Notes on Systems Performance by Brendan Gregg
Terminology
- IOPS: Reads and Writes per second
- Throughput: The rate of work performed. Example: For databases Throughput can refer to the operation rate (number of transactions per second)
- Latency: A measure of time an operation spends waiting to be serviced.
- Response time: The time for an operation to complete (including the time to transfer the result)
- Utilization: is often used for operating systems to describe device usage, such as for the CPU. Can be time based: the average amount of time the server or resource was busy (U = B/T); Capacity-base: In the context of capacity planning.
- Saturation: The degree to which more work is requested of a resource than it can process is saturation. Saturation begins to occur at 100% utilization (capacity-based). E.g. there is not a thread to respond to a request, so request must be queued
- Knee Point: the point where performance stops scaling linearly due to a resource constrain.
- Pressure Stall Information (PSI): gives averages for CPU, memory and I/O.

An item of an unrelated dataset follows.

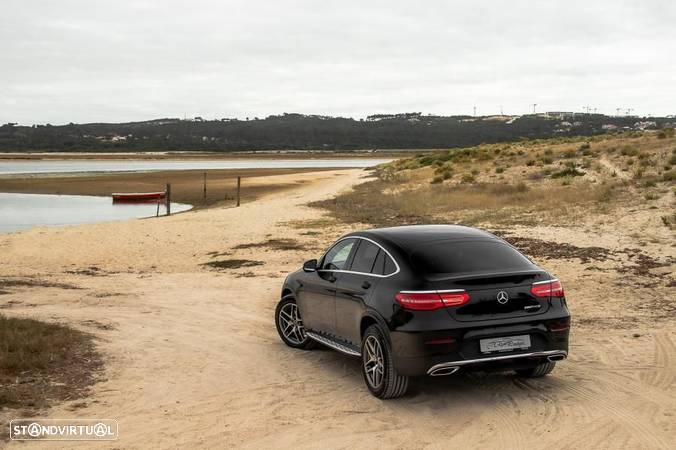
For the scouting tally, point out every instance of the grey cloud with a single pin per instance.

- inode: an index node is a data structure containing metadata for a file system object, including permissions, timestamps and data pointers.
OS Terminolgy
- Interrupts: An interrupt is a signal to the processor that some event has ocurred that needs processing and interrupts the current execution of the processor to handle it.
- Async Interrupts: Hardware devices can send Interrupt Service Requests to the processor which arrives asynchronoysly
- Sync Interrupts: Generated by Software Instructions (traps, exceptions and faults). For this interrupts, the resposible software and instructions are still on CPU.

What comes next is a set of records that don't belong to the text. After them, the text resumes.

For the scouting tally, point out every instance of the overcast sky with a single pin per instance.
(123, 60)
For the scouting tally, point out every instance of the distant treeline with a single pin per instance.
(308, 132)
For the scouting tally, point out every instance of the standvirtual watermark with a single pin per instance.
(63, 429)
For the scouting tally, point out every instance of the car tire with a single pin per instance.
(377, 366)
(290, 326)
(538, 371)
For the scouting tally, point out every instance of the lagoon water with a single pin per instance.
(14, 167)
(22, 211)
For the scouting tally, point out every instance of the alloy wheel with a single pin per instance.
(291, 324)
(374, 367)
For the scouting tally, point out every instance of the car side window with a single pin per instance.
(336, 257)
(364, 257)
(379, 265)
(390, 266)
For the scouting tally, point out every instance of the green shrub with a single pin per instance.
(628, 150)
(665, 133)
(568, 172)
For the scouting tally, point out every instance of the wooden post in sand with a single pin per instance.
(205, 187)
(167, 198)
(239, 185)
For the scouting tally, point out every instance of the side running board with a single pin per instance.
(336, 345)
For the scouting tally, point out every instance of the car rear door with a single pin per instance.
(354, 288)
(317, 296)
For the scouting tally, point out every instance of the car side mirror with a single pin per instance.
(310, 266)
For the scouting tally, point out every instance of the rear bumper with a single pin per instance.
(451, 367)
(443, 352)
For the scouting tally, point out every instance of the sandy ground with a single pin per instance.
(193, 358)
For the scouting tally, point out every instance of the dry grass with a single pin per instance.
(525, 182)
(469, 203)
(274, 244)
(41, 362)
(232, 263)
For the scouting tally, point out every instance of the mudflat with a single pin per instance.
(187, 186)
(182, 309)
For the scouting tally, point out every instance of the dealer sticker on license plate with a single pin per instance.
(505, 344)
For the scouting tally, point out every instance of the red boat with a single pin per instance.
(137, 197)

- User land: User-level programs and libraries
- Context Switch: Switch from runnint a thread or process to another
- Mode Switch: A switch between Kernel and User Mode
Hardware related
- Hardware Counters (PMCs) are programmable hardware registers on the processor that provide low-level performance information at the CPU cycle level. Only with PMCs can you messure efficiency of the CPU instructions, the hit ratios of the CPU caches, the utilization of memory and device buses and so on.
How OS works?
Creating a process
Processes are normally created using the fork(2) system call on Unix systems (in Linux, it’s normally a wrap around clone(2) syscall). The exec(2) system call can be then called to begin execution of another program.
Stacks
A stack is a memory storage area for temporary data, organized as a LIFO list. It’s used to store less important data than that whitch fits the CPU register set.

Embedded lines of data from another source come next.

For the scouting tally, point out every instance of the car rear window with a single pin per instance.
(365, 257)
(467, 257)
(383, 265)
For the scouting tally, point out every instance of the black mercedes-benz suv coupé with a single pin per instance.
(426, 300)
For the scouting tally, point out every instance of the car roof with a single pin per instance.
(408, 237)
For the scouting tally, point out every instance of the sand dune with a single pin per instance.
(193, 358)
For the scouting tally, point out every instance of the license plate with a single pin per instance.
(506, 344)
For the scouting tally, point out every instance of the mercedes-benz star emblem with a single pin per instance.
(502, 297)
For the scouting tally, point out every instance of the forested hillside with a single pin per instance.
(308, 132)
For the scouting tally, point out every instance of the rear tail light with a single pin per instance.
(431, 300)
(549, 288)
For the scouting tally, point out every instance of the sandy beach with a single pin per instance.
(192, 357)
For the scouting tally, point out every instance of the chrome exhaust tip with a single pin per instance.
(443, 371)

While executing a syscall, a process thread has two stacks: a user-level stack and a kernel-level stack.
Linux
Syscalls
- pool(2) is a system call to check for the status of file descriptors, which serves a similar function to polling, although it’s event-based so it does not suffer the performance cost of pooling. The pool(2) interface suports multiple file descritors as an array, which requires the application to scan the array when events occur to find the related file descriptor. An alternative is epool(2) which can avoid the scan and therefore will be O(1).
Tooling / Kernel
- netlink is a special socket address family for fetching kernel information. Use of netlink involves opening a socket with the AF_NETLINK address family and then using a series of send(2) and recv(2) to pass requests in binary structs. While this is more complicated interface than /proc it’s more efficient.
- strace The most common use is to start a program using strace, which prints a list of system calls made by the program.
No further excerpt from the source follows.